De feiten en de rechtsgang
Het hof heeft kennis genomen van de akte van de griffier van de rechtbank te Alkmaar van
20 mei 2011, waarbij namens verdachte hoger beroep is ingesteld van voormelde beschikking van die rechtbank.
Het hof heeft gezien de beschikking waarvan beroep en heeft kennis genomen van de stukken betrekking hebbend op de voorlopige hechtenis van verdachte en heeft gehoord de advocaat-generaal en de verdachte, bijgestaan door diens raadsman mr. R. Polderman.
De beoordeling
Het hof is van oordeel dat thans niet langer kan worden gesproken van voldoende ernstige bezwaren tegen de verdachte om voortduring van de voorlopige hechtenis te rechtvaardigen. Het thans voorhanden dossier rechtvaardigt wel een redelijk vermoeden van schuld ten aanzien van de verdachte. Dat vermoeden is gebaseerd op de vaststelling dat de verdachte op de drie in casu relevante data in de direkte omgeving was van de plaatsen waar kort daarop een duinbrand werd ontdekt, dat de verdachte op een van die data op verschillende locaties filmopnames heeft gemaakt van de brand, dat de verdachte een opmerkelijke belangstelling voor duinbranden heeft en dat de verdachte op enkele punten aantoonbaar onjuist heeft verklaard. Bij gebreke van nadere onderzoeksresultaten leveren de genoemde feiten en omstandigheden evenwel niet langer de ernstige bezwaren op die ingevolge artikel 67 lid 3 van het Wetboek van Strafvordering zijn vereist voor toepassing van voorlopige hechtenis. Het hof zal de voorlopige hechtenis derhalve opheffen.
De beslissing
Het hof:
VERNIETIGT de beschikking waarvan beroep.

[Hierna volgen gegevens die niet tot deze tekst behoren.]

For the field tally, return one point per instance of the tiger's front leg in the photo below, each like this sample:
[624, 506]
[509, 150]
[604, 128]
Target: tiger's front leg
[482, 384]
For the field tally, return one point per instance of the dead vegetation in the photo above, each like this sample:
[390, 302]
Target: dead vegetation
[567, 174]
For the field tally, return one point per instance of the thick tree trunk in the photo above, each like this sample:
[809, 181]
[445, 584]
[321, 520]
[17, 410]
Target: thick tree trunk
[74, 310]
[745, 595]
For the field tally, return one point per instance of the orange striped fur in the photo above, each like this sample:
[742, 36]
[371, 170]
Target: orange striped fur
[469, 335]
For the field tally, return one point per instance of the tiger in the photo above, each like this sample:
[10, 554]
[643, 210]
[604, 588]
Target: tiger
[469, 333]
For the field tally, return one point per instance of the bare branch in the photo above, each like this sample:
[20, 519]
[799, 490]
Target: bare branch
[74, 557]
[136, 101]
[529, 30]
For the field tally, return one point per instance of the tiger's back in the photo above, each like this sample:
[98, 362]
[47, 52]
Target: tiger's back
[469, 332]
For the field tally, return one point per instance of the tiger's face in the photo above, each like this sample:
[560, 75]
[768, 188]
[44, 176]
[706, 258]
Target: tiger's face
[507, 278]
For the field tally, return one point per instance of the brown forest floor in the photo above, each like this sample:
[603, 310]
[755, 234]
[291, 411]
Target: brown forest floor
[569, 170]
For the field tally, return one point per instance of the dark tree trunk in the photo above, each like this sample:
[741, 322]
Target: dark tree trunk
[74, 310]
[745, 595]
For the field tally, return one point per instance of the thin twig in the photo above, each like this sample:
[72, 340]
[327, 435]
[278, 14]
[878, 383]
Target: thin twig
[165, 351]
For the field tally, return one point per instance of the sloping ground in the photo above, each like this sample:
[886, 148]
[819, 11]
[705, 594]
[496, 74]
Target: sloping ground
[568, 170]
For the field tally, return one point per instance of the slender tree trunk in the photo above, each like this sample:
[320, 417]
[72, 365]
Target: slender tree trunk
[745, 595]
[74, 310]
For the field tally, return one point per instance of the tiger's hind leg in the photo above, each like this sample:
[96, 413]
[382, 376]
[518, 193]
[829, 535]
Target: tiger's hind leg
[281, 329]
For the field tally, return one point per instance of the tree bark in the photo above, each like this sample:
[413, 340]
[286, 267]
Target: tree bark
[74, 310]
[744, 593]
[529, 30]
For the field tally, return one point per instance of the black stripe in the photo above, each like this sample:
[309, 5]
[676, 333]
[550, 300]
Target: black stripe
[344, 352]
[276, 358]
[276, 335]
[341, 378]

HEFT OP de voorlopige hechtenis van verdachte.
Deze beschikking is gegeven op 16 juni 2011 in raadkamer van dit hof door
mr. Van Asperen de Boer-Delescen, voorzitter,mrs. Bronkhorst en Bevaart, raadsheren,
in tegenwoordigheid van Van Kalken als griffier.
De advocaat-generaal bij dit gerechtshof brengt vorenstaande beschikking ter kennis van verdachte.